Camillo shrugs at the question. "I don't know," he says. "If it makes you happy. But I didn't… How much for the candles?"

Esme mentions the usual price of his candles, and then just sits on her stool and looks at him. She hasn't worked it out yet. She probably will eventually.

Camillo looks down to get money out of his purse and pay for the candles. "I didn't mean to tell you what to do," he says apologetically. "I think you should do as you please."

"Aye, I'll do as I please with it," the little shopkeeper assures him lightly, sweeping the coins off the counter with her left hand into her right, and filing them away in the vicinity of the necklace. Clink, clink. "But you know I'm always interested in your opinions of things, Master Camillo."

"Well, I…said," he says. "But it's not my business."

Esme breathes out and nods, agreeing with him, still speaking easily, nonchalantly. "It's my business, right enough. But I did ask you, didn't I?" she reminds him, because to her way of thinking that makes it all right to say. In fact, that makes it downright obligatory to say…

Camillo squints a little, maybe not sure what that means. He picks up his bundle of candles. "Anyway, I… Sometimes I have strange opinions. But I don't mean to delay your closing the shop."

"It ain't quite time yet," Esme promises him sincerely, "I only sent the girl away in case you might speak more freely without her listening, see? And you're entitled to your opinions, of course," she adds, "and you've no reason to be shy of givin' them to me. I don't ask things I don't really want to know."

"I just…I don't know," Camillo says, tucking the candles under his arm. "I know he gives them away to help the common people. I know he would want you to do whatever you please with it."

"I've no doubt he would." Esme pauses. "I met your lady for a minute today," she mentions in passing. "Lady Marsei Hightower. Very nice she was too."

She's perched on her stool behind the counter, with a bright blue headscarf in place of the green one she donated earlier for other uses, and her hands folded in her lap; and Camillo is standing across from her with a bundle of tallow candles under his arm. Of her shop girl there is presently no sign.

Flox steps in, wiping his feet. Is that… is he wearing some sort of moss and smoke smelling cologne? Certainly his greying hair is freshly combed.

The change in topic puts Camillo momentarily off-balance. "Lady Marsei?" he repeats. "Oh, she is always very kind…" He doesn't turn yet to see who's come in.

The turn of the doorhandle, the tinkle of the bell — Esme's head swivels, of course, according to her inevitable custom, and she gives her latest customer (well, not really) a little nod of greeting. "Evening, goodman," she says mildly, and then to Camillo, "She was very kind to everyone, of course." The most innocent of remarks. Not at all accompanied by any change in her eyes.

Flox has a covered basket on his arm. A sharp nose will pick up an herbal smell to the contents, though the smoke in the cologne masks it well. The man is neatly dressed as usual, in the same gray tunic from earlier. Soft boots carry him quietly into place as if waiting in line behind Camillo, slightly to his left so he might watch her face.

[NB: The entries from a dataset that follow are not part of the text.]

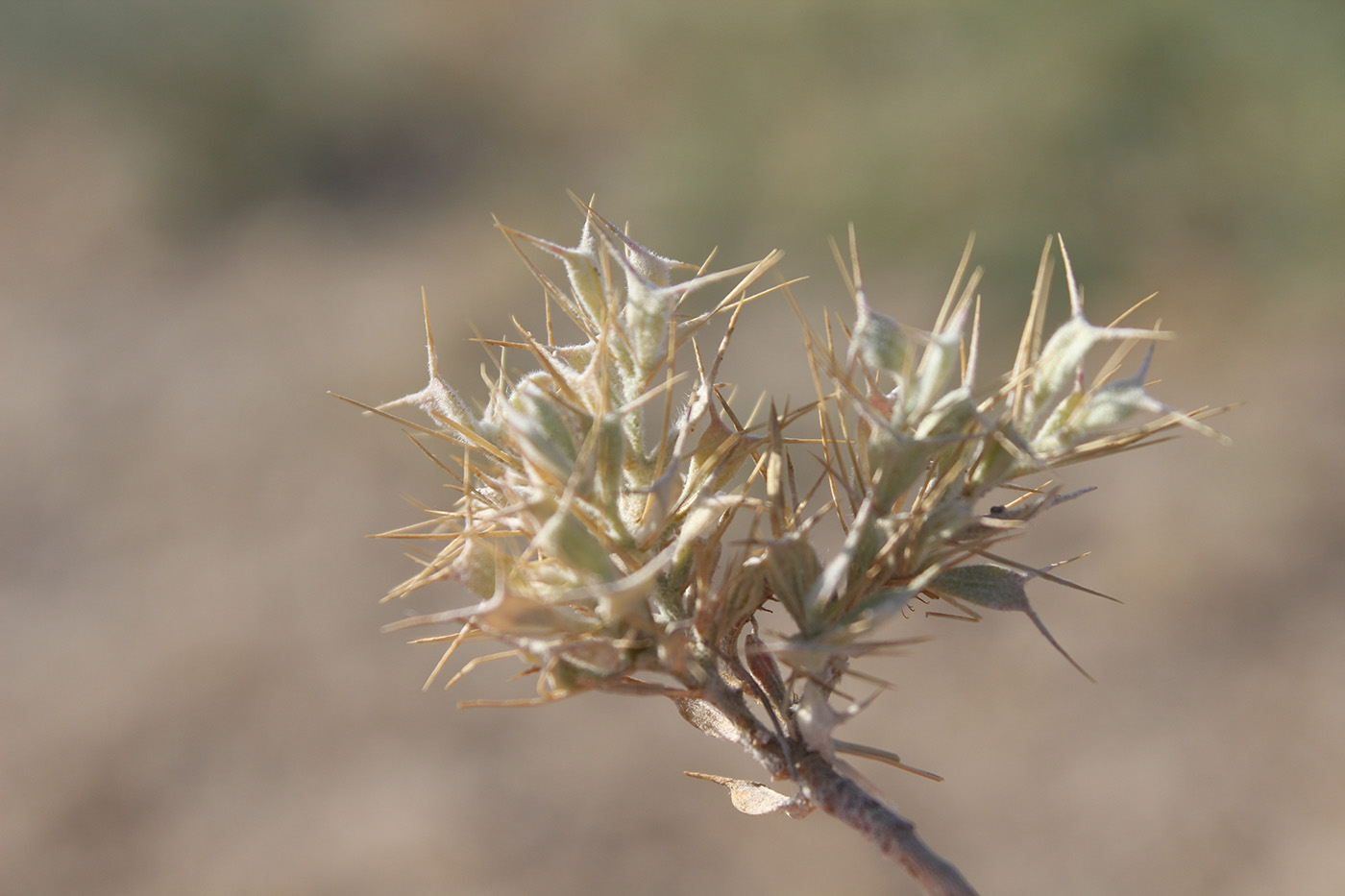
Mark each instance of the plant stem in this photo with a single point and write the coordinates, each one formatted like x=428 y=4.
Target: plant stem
x=844 y=799
x=837 y=794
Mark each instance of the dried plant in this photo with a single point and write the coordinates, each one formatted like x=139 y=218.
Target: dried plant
x=624 y=530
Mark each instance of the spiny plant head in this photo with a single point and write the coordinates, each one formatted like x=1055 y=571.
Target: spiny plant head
x=623 y=529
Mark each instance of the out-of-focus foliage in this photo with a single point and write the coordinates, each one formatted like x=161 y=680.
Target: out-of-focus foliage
x=1138 y=130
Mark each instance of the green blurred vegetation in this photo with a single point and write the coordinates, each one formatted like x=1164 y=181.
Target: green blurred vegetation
x=1142 y=131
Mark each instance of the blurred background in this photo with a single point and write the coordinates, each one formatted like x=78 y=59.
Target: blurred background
x=211 y=213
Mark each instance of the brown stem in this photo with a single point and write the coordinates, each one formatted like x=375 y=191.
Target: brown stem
x=840 y=797
x=844 y=799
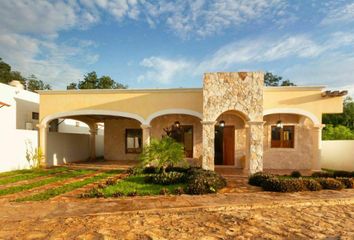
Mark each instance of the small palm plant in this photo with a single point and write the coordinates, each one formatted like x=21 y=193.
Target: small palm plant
x=162 y=153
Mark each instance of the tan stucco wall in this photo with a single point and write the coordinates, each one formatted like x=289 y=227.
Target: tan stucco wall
x=299 y=157
x=114 y=139
x=159 y=123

"I should go," Camillo says, and turns towards the door. And Flox is standing there. He's briefly taken aback by an unexpected familiar face. "Master Flox," he says. "Is there anything needed at the Hightower?"

"Aye, good evening, Master Camillo — I'll not keep you any longer," says Esme in amiable answer to Camillo's assertion of his imminent departure.

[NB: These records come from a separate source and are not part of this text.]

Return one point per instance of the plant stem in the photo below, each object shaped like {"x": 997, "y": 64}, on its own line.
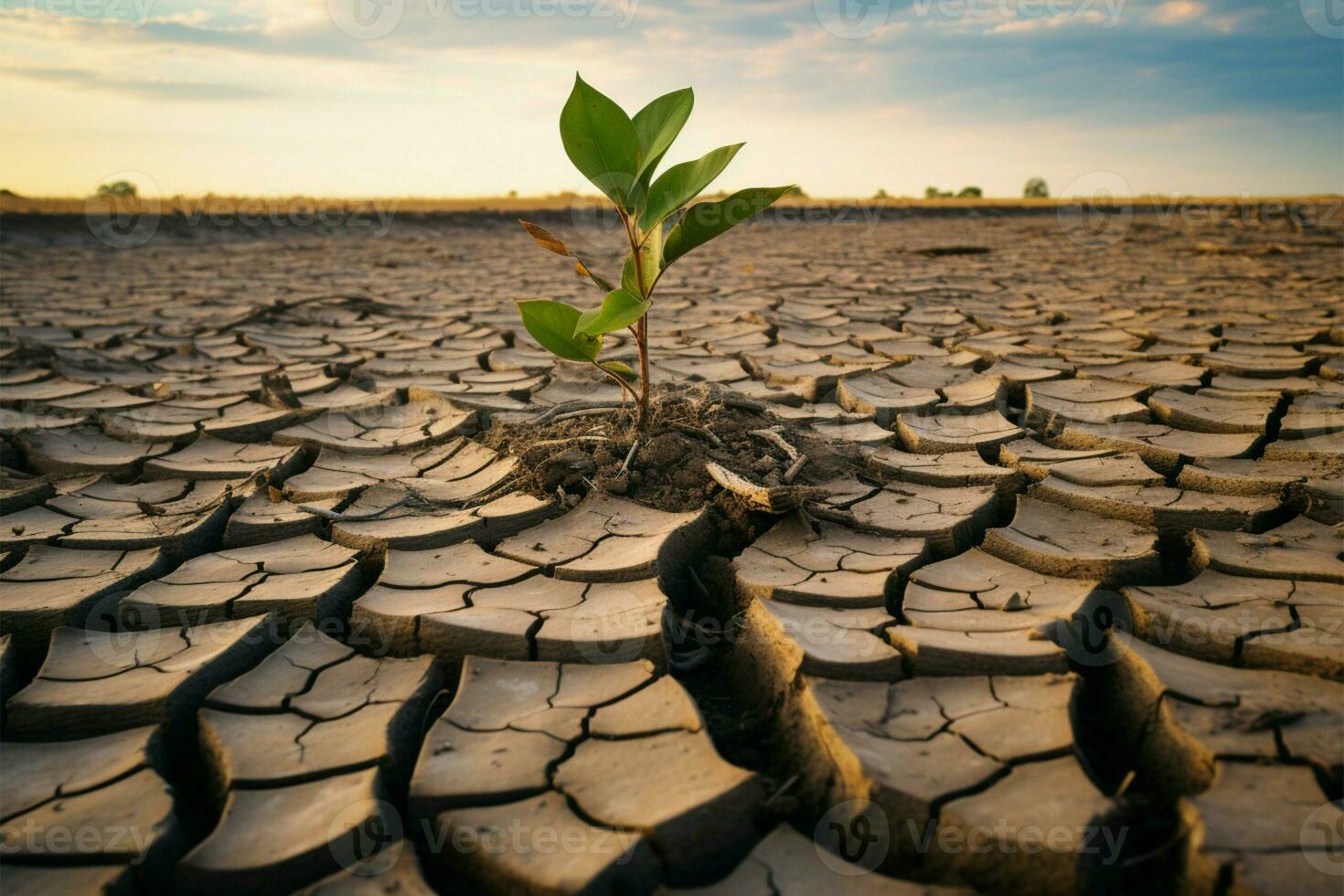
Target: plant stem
{"x": 644, "y": 369}
{"x": 641, "y": 328}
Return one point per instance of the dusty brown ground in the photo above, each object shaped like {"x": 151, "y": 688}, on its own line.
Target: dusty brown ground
{"x": 292, "y": 595}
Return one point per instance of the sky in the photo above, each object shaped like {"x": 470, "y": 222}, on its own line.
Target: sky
{"x": 844, "y": 97}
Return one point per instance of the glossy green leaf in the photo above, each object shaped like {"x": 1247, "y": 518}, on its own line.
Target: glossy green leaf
{"x": 679, "y": 185}
{"x": 651, "y": 260}
{"x": 617, "y": 311}
{"x": 601, "y": 142}
{"x": 549, "y": 242}
{"x": 621, "y": 369}
{"x": 552, "y": 324}
{"x": 628, "y": 278}
{"x": 659, "y": 123}
{"x": 705, "y": 220}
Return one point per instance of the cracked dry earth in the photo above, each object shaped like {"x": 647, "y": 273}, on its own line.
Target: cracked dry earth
{"x": 273, "y": 618}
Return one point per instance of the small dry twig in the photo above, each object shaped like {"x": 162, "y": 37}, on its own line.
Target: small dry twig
{"x": 571, "y": 438}
{"x": 699, "y": 432}
{"x": 586, "y": 411}
{"x": 773, "y": 437}
{"x": 354, "y": 517}
{"x": 777, "y": 500}
{"x": 629, "y": 455}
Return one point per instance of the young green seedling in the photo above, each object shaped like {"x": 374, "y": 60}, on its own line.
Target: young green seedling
{"x": 620, "y": 154}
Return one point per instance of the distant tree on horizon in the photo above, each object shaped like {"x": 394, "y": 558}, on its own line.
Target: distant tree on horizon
{"x": 119, "y": 188}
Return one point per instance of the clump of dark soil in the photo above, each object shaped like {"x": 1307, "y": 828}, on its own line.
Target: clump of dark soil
{"x": 688, "y": 427}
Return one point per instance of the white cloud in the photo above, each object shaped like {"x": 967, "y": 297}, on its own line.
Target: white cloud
{"x": 1176, "y": 12}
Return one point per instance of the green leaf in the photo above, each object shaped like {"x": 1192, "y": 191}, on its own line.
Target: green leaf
{"x": 705, "y": 220}
{"x": 628, "y": 278}
{"x": 679, "y": 185}
{"x": 659, "y": 123}
{"x": 621, "y": 369}
{"x": 651, "y": 260}
{"x": 549, "y": 240}
{"x": 601, "y": 142}
{"x": 552, "y": 324}
{"x": 618, "y": 311}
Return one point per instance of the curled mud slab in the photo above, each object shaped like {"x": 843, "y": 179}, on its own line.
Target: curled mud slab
{"x": 935, "y": 571}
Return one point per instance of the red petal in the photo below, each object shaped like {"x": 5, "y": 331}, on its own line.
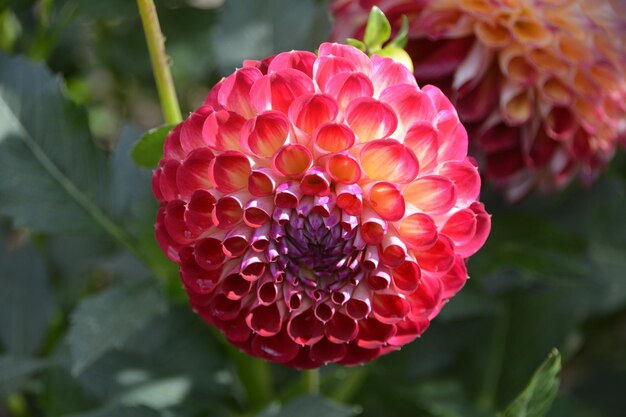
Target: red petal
{"x": 370, "y": 119}
{"x": 465, "y": 177}
{"x": 234, "y": 93}
{"x": 305, "y": 328}
{"x": 389, "y": 160}
{"x": 264, "y": 134}
{"x": 278, "y": 90}
{"x": 432, "y": 194}
{"x": 385, "y": 198}
{"x": 292, "y": 160}
{"x": 230, "y": 172}
{"x": 309, "y": 111}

Behind his back however she risks giving Flox a very slight sideways smirk. Let's see what's needed at the Hightower, shall we?

Flox gives Camillo a bland smile, "Nothing. My Prince and your Lady have turned in for the night. Mine has had his special tea and likely will be under the bed until after lunch tomorrow. It was a bit of a tiring day. Do tell the kitchen best to make Jam cakes for tomorrow afternoon. I'll wager he'll be wanting them." So bland, so professional.

Camillo dips his head to Flox. "Very well," he answers, "I'll see to it." But he doesn't stop for a personal chat. He heads out with one last nod for Esme.

Esme nods once more to Camillo and gives him a friendly, innocent smile.